Frequently Asked Questions
Accreditation is a voluntary, peer-review, quality assurance process where educational institutions/programs are evaluated to determine if applicable standards are met. If standards are met, accredited status is granted. For medical education, this process occurs every eight years. Accrediting bodies in the United States are third-party, private organizations that grant medical schools the ability to award the MD degree.
The Liaison Committee for Medical Education (LCME) is the accrediting body for all medical schools in the United States and Canada. Programs are required to demonstrate that their graduates exhibit general professional competencies that are appropriate for entry to the next stage of their training and that serve as the foundation for lifelong learning and proficient medical care.
Accreditation by the LCME establishes eligibility for selected federal grants and programs, including Title VII funding administered by the U.S. Public Health Service. Graduates of LCME-accredited schools are eligible for residency programs accredited by the Accreditation Council for Graduate Medical Education (ACGME).
The Perelman School of Medicine's next full survey site visit will be on April 14-17, 2024 during the 2023-24 academic year.
The self-study is underway!
There are 12 Standards comprised of 93 Elements that are reviewed for LCME accreditation. The language of each standard is a concise statement of the expectations of that standard. The elements within a standard specify the components that collectively constitute the standard; they identify the variables that need to be examined when determining compliance with the standard. The standards are organized to flow from the level of the institution to the level of the student.
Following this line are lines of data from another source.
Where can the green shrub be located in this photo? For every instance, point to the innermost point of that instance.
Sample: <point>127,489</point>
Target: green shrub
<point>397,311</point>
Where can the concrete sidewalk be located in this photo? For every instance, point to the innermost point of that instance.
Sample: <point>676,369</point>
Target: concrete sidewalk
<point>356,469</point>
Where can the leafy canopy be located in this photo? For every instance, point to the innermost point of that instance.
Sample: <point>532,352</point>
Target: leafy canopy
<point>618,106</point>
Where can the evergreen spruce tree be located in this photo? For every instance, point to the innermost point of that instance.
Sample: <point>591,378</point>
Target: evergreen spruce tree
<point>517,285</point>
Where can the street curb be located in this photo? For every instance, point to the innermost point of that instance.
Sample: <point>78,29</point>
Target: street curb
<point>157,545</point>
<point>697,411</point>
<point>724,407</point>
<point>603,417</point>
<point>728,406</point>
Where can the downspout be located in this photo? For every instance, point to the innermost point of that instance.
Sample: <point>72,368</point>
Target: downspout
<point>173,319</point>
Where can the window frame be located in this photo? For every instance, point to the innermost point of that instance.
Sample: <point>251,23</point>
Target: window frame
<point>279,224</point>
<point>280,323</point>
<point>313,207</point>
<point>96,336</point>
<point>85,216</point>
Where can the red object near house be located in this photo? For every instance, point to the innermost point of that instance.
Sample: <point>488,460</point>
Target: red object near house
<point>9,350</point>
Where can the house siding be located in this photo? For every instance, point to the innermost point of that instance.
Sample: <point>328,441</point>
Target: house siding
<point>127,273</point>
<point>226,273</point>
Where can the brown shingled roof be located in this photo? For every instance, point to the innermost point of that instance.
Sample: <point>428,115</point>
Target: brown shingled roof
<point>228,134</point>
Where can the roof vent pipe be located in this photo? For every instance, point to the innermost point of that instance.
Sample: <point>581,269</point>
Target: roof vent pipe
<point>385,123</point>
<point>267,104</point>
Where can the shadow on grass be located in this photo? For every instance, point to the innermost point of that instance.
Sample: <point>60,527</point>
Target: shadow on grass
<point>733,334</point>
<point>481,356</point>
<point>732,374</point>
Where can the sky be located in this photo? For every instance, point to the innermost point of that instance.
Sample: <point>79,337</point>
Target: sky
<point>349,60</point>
- Standard 1: Mission, Planning, Organization, and Integrity
- Standard 2: Leadership and Administration
- Standard 3: Academic and Learning Environments
- Standard 4: Faculty Preparation, Productivity, Participation, and Policies
- Standard 5: Educational Resources and Infrastructure
- Standard 6: Competencies, Curricular Objectives, and Curricular Design
- Standard 7: Curricular Content
- Standard 8: Curricular Management, Evaluation, and Enhancement
- Standard 9: Teaching, Supervision, Assessment, and Student and Patient Safety
- Standard 10: Medical Student Selection, Assignment, and Progress
- Standard 11: Medical Student Academic Support, Career Advising, and Educational Records
- Standard 12: Medical Student Health Services, Personal Counseling, and Financial Aid Services
The Data Collection Instrument (DCI) is a document that provides a broad series of prompts related to each Standard and Element to collect the data and information necessary to perform the accreditation review. The prompts may solicit a narrative response, require information in a data table, or require documentation such as a written policy or procedure. Data collection for each Standard and Element may be comprised one or all three types of prompts.
The Independent Student Analysis (ISA) is a process that consists of the creation and dissemination of a student opinion survey and the development of the ISA report that includes the survey results and an analysis and interpretation of the responses. Members of student government often initially organize the ISA process. Then students from all years in the curriculum are added to form a student committee with responsibility for designing and conducting the survey, analyzing response data, and preparing the data tables and the narrative of the ISA report. Although medical school officials can provide logistical support and technical advice to help the student committee conduct the survey and analyses, medical school officials must not participate in student survey development, survey data analysis, or ISA report preparation.